FastExport for Really Short Queries in Teradata 13.10

Blog
The best minds from Teradata, our partners, and customers blog about whatever takes their fancy.
Teradata Employee

The FastExport utility is usually seen as a batch-oriented job to use when you need to return large numbers of rows from the database to a user.   It is the ideal tool for efficiently and quickly returning large answer sets, sorted or otherwise, back to the client from the database.   That’s why it was named the way it was:  “FastExport”.  

It might surprise you that FastExport  can also be used against small data volumes.  And when it is, Teradata 13.10 includes an important enhancement that gives you a more efficient way to get those rows back quickly.

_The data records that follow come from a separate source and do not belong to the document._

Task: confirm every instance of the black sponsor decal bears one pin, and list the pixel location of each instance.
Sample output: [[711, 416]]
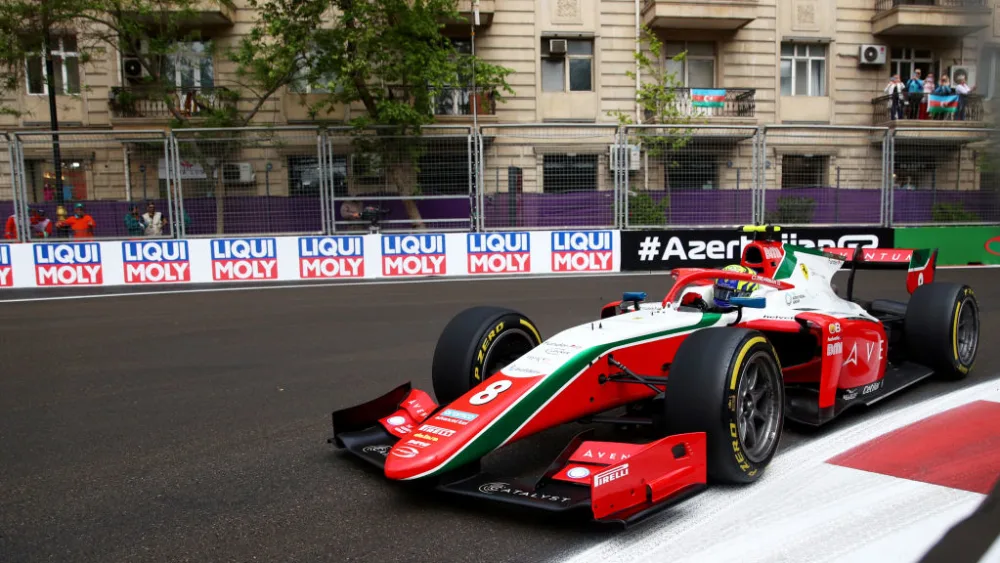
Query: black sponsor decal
[[710, 248]]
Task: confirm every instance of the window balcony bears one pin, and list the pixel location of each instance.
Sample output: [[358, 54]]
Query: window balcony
[[143, 102], [930, 18], [699, 14], [731, 103], [968, 113]]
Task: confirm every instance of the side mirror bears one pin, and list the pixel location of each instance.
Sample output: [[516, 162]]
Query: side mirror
[[751, 302]]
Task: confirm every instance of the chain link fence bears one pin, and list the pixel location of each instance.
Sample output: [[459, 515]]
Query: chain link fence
[[93, 184], [816, 175], [542, 176], [688, 176], [943, 176], [399, 183]]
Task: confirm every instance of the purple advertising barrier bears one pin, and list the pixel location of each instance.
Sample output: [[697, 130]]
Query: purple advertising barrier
[[277, 214]]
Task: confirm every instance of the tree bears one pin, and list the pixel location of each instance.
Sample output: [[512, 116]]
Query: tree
[[658, 99], [391, 58]]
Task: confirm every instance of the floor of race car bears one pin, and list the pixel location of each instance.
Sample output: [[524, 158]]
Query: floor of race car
[[193, 427]]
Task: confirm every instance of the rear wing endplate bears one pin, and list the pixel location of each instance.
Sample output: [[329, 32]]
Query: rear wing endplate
[[920, 264]]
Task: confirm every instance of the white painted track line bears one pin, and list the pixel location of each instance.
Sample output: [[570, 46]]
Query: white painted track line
[[804, 509]]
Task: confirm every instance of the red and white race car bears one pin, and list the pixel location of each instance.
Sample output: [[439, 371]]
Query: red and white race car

Utilities generally come with some small start-up overhead that disappears pretty quickly as the data volume processed goes up.  But this start-up overhead can be annoying, an often unnecessary, when you are processing very small volumes. 

How FastExport works 

FastExport was designed to get big data volumes back to the client quickly.  Here’s how it does that:   After the final spool file has been built, the result rows will be redistributed across all AMPs, so that each AMP will have approximately the same number of data blocks to return.  There is always a horizontal redistribution, which is designed to speed up the export of a large answer set.  In addition, there will be a preceding vertical redistribution if ORDER BY is specified.

During the vertical redistribution process, additional AMP worker tasks are spawned on each AMP to receive rows, rows are sampled, a vertical redistribution map is built, and the rows are relocated based on this map. Horizontal redistributions, which happen whether or not vertical redistributions have taken place, pack rows from the spool file of each AMP into response blocks and ensure they are evenly spread across all AMPs for efficient return to the client. 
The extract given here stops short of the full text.